Passer à côté d'une formidable opportunité

 Un dispositif similaire est entré en vigueur en Angleterre le 4 avril 2016 avec l'application de la loi permettant l'ouverture de IFISA (Innovative Finance Individual Savings Account) qui permet de prêter jusqu'à 19240 livres. C'est ainsi 22.000 livres d'intérêts perçus qui échappent à l'impôt.
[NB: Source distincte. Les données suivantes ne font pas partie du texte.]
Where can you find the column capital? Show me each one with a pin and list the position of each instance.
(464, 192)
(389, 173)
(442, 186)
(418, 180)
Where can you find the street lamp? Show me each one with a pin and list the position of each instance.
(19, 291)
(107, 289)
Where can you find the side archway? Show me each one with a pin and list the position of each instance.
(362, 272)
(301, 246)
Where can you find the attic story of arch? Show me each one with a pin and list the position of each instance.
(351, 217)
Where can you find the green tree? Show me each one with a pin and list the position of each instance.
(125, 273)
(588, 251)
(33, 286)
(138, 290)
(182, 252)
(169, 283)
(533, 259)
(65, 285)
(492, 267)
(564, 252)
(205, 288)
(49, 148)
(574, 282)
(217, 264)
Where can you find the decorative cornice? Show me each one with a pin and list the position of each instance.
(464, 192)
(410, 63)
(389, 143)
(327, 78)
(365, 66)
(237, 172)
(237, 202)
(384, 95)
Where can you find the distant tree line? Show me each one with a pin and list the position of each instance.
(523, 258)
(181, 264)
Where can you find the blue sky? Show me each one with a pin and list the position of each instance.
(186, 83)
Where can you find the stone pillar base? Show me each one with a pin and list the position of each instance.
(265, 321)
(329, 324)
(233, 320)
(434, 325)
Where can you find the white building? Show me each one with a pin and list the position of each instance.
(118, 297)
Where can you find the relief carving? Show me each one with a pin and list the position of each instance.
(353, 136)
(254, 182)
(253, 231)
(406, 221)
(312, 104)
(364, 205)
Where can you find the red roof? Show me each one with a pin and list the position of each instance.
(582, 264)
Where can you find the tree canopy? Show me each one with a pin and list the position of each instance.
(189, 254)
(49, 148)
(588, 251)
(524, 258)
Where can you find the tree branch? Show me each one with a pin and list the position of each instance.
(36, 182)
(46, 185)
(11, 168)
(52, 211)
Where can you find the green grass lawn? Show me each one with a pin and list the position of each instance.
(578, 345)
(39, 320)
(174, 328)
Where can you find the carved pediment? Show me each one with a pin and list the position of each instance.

Toutefois, la création d'une enveloppe fiscale gérée par les plateformes pose des problèmes logistiques aux acteurs du marché ainsi qu'au régulateur et la mise en œuvre de la mesure par le Royaume Uni a dû être reportée pour des questions purement techniques, qui n'enlève rien à l'intérêt de la mesure.

 Sans une meilleure rémunération du risque, à travers une baisse de la fiscalité applicable aux intérêts perçus, la France passe à côté de la formidable opportunité de soutenir leur croissance à moindre frais, et de faire face à la demande colossale des PME pour lesquels le financement bancaire ne suffit pas. Allons nous laisser nos PME à sec, quand l'eau qui pourrait les irriguer est à portée de main? Il faut savoir si nous voulons la croissance par des mesures offensives, ou se laisser à des mesures défensives incertaines et souvent incantatoires.